Topic on Extension talk:OpenID Connect

Hello,

I am having problems with the integration of Wiki with Keycloak and I am testing and troubleshooting for three days so far .. wiki is not redirecting user login at all and after clicking on the button for login with OpenIDConnect error message "Fatal error authenticating user." is printed out as a content of the special page "Special:PluggableAuthLogin" (URL is <our_wiki_app>/wiki/Special:PluggableAuthLogin

Mediawiki version: 1.36.1

OpenID Connect: 5.4 (4fc6d36) 05:55, 7 December 2021

PluggableAuth: 5.7

PHP: 7.3.29 (apache2handler)

MariaDB: 10.5.12-MariaDB

Relevant onfiguration in LocalSettings.php is:

164 $wgGroupPermissions['*']['autocreateaccount'] = true;

## openid config

187 $wgWhitelistRead = array ("Help:Contents", "Special:Userlogin", "Special:CreateAccount", "Special:PluggableAuthL#

188 wfLoadExtension( 'PluggableAuth' );

189 $wgPluggableAuth_EnableAutoLogin = true;

190 $wgPluggableAuth_EnableLocalLogin = true;

191 $wgPluggableAuth_EnableLocalProperties = true;

192 $wgPluggableAuth_Class = 'OpenIDConnect';

193 wfLoadExtension( 'OpenIDConnect' );

194 $wgOpenIDConnect_Config['<our_keycloak_app>/auth/realms/master/'] = [

195         'clientID' => 'mediawiki-test',

196         'clientsecret' => '.........................',

197         'scope' => [ 'openid', 'profile', 'email' ]

198         ];

199 $wgOpenIDConnect_UseRealNameAsUserName = false;

200 $wgOpenIDConnect_UseEmailNameAsUserName = false;

201 $wgOpenIDConnect_MigrateUsersByUserName = true;

202 $wgOpenIDConnect_MigrateUsersByEmail = true;

203 $wgPluggableAuth_ButtonLabelMessage = 'Login with SSO token';

204 $wgOpenIDConnect_ForceLogout = true;

After installing extension OpenIDConnect composer.json is modified such that this block is added:

  "extra": {

                "installer-name": "OpenIDConnect"

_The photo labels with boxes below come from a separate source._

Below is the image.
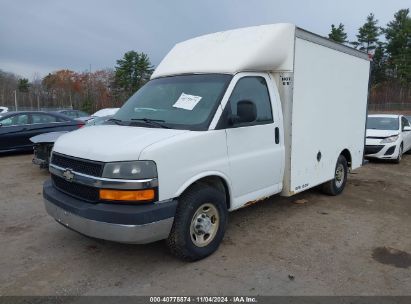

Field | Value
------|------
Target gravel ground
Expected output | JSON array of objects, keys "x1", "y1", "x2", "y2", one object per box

[{"x1": 0, "y1": 154, "x2": 411, "y2": 295}]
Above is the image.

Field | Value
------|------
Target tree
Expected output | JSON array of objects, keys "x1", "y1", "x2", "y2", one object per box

[
  {"x1": 328, "y1": 23, "x2": 347, "y2": 43},
  {"x1": 17, "y1": 78, "x2": 30, "y2": 93},
  {"x1": 115, "y1": 51, "x2": 153, "y2": 96},
  {"x1": 371, "y1": 42, "x2": 387, "y2": 86},
  {"x1": 383, "y1": 9, "x2": 411, "y2": 83},
  {"x1": 351, "y1": 13, "x2": 380, "y2": 53}
]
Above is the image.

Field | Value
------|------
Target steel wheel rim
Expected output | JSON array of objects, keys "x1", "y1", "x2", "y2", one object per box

[
  {"x1": 190, "y1": 203, "x2": 220, "y2": 247},
  {"x1": 335, "y1": 164, "x2": 345, "y2": 188}
]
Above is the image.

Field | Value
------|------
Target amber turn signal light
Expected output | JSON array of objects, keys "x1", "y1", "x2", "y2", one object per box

[{"x1": 100, "y1": 189, "x2": 155, "y2": 201}]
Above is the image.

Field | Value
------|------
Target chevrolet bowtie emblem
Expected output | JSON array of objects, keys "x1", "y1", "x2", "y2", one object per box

[{"x1": 63, "y1": 169, "x2": 74, "y2": 182}]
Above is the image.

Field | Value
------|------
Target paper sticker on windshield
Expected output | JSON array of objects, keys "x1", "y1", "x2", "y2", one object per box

[{"x1": 173, "y1": 93, "x2": 203, "y2": 111}]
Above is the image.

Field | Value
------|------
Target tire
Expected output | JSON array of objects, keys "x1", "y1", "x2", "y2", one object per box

[
  {"x1": 394, "y1": 143, "x2": 404, "y2": 164},
  {"x1": 166, "y1": 184, "x2": 228, "y2": 261},
  {"x1": 321, "y1": 155, "x2": 348, "y2": 196}
]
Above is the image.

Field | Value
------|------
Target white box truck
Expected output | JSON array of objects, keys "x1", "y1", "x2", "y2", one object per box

[{"x1": 43, "y1": 24, "x2": 370, "y2": 261}]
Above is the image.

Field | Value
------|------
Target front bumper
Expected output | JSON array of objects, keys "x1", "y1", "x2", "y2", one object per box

[
  {"x1": 43, "y1": 180, "x2": 177, "y2": 244},
  {"x1": 364, "y1": 142, "x2": 399, "y2": 159}
]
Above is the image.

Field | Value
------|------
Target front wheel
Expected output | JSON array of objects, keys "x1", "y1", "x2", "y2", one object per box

[
  {"x1": 322, "y1": 155, "x2": 348, "y2": 196},
  {"x1": 394, "y1": 144, "x2": 404, "y2": 164},
  {"x1": 167, "y1": 184, "x2": 228, "y2": 261}
]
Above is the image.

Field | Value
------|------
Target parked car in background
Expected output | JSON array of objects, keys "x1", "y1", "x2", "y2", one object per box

[
  {"x1": 0, "y1": 107, "x2": 9, "y2": 114},
  {"x1": 0, "y1": 111, "x2": 84, "y2": 152},
  {"x1": 57, "y1": 110, "x2": 90, "y2": 120},
  {"x1": 30, "y1": 115, "x2": 112, "y2": 169},
  {"x1": 364, "y1": 114, "x2": 411, "y2": 163}
]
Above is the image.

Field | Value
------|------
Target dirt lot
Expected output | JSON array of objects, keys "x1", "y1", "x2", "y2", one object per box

[{"x1": 0, "y1": 155, "x2": 411, "y2": 295}]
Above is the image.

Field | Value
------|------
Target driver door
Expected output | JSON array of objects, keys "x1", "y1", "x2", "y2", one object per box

[{"x1": 223, "y1": 73, "x2": 284, "y2": 209}]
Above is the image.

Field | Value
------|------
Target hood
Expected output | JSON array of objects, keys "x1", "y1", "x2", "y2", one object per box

[
  {"x1": 367, "y1": 129, "x2": 398, "y2": 138},
  {"x1": 53, "y1": 125, "x2": 190, "y2": 162}
]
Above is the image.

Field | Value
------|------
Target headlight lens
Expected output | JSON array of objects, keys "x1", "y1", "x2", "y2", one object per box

[
  {"x1": 380, "y1": 135, "x2": 398, "y2": 144},
  {"x1": 103, "y1": 160, "x2": 157, "y2": 179}
]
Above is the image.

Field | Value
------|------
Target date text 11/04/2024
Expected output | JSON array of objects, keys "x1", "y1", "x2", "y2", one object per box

[{"x1": 150, "y1": 296, "x2": 258, "y2": 303}]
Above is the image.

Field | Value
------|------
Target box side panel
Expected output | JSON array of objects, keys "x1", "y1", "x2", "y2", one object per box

[
  {"x1": 289, "y1": 38, "x2": 370, "y2": 194},
  {"x1": 271, "y1": 72, "x2": 294, "y2": 196}
]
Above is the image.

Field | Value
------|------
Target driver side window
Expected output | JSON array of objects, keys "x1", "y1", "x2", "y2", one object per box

[
  {"x1": 229, "y1": 76, "x2": 273, "y2": 125},
  {"x1": 0, "y1": 114, "x2": 29, "y2": 127}
]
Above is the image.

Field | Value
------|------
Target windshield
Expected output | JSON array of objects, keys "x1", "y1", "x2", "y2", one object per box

[
  {"x1": 367, "y1": 117, "x2": 400, "y2": 130},
  {"x1": 111, "y1": 74, "x2": 232, "y2": 130}
]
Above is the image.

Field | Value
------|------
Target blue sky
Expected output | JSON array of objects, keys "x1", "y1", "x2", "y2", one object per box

[{"x1": 0, "y1": 0, "x2": 410, "y2": 79}]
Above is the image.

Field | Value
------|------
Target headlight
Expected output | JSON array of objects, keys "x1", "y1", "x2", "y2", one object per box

[
  {"x1": 103, "y1": 160, "x2": 157, "y2": 179},
  {"x1": 380, "y1": 135, "x2": 398, "y2": 144}
]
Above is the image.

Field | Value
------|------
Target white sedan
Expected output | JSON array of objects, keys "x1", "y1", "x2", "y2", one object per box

[{"x1": 364, "y1": 114, "x2": 411, "y2": 163}]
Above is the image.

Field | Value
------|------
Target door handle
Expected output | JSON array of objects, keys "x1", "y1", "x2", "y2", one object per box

[{"x1": 275, "y1": 127, "x2": 280, "y2": 144}]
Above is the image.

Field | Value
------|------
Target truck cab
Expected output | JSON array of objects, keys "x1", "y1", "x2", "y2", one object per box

[{"x1": 43, "y1": 24, "x2": 369, "y2": 261}]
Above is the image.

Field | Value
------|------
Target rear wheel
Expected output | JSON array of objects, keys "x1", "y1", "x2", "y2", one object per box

[
  {"x1": 322, "y1": 155, "x2": 348, "y2": 195},
  {"x1": 167, "y1": 184, "x2": 228, "y2": 261}
]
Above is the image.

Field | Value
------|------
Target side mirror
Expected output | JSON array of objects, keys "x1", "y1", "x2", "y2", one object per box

[{"x1": 229, "y1": 100, "x2": 257, "y2": 125}]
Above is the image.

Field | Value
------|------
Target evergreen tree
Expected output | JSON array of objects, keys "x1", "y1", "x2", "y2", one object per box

[
  {"x1": 328, "y1": 23, "x2": 347, "y2": 43},
  {"x1": 17, "y1": 78, "x2": 30, "y2": 93},
  {"x1": 383, "y1": 9, "x2": 411, "y2": 83},
  {"x1": 371, "y1": 42, "x2": 387, "y2": 86},
  {"x1": 115, "y1": 51, "x2": 153, "y2": 96},
  {"x1": 351, "y1": 13, "x2": 380, "y2": 53}
]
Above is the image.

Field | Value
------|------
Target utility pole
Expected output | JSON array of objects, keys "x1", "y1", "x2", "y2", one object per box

[{"x1": 14, "y1": 90, "x2": 18, "y2": 111}]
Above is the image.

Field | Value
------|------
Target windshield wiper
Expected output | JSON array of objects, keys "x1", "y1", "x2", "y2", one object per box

[
  {"x1": 106, "y1": 118, "x2": 124, "y2": 126},
  {"x1": 131, "y1": 118, "x2": 171, "y2": 129}
]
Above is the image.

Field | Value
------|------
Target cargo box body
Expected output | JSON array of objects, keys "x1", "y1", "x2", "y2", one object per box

                "merge-plugin": {

                    "include": [

                         "extensions/OpenIDConnect/composer.json"

                         ]

        }

Two issues not addressed so far are (may be unimportant, but just to mention..):

- executing update.php (I can not find this script and I think that its execution is not required for this version of mediawiki). However jumbojett lib version 0.9.1 is installed (this can be seen on wiki GUI)

- debug log is not functional and I can not see details on the application (to help myself in troubleshooting I am just recording the traffic using tcpsump)

Debug conf is:

223 $wgDebugLogFile = "/var/log/debug-{$wgDBname}.log";

224

225 error_reporting( -1 );

226 ini_set( 'display_errors', 1 );

227 $wgShowExceptionDetails = true;

I hope there is a solution for this .. your suggestions are welcome :)

Thank you in advance!

Tina

To configure SSO with keycloak two extensions are installed:

PluggableAuth

OpenIDConnect

LocalSettings.php is modified

composer.json for the OpenIDConnect extension is modified

and client "mediawiki-test" on keyclock is created for wiki with redirect URI: http://<our_wiki_app>/wiki/Special:PluggableAuthLogin and access type: confidential

**SSL is configured on keycloak, but it is not configured on test wiki app

You do need to run update.php (in the mediawiki core maintenance directory) to create the database table needed by OpenID Connect.

Table already exists in db.

Does anyone have any suggestion about this issue?

Have a look at Topic:Wqopbmva2lq8613t. It helped me to get the keycloak sign-in page at least.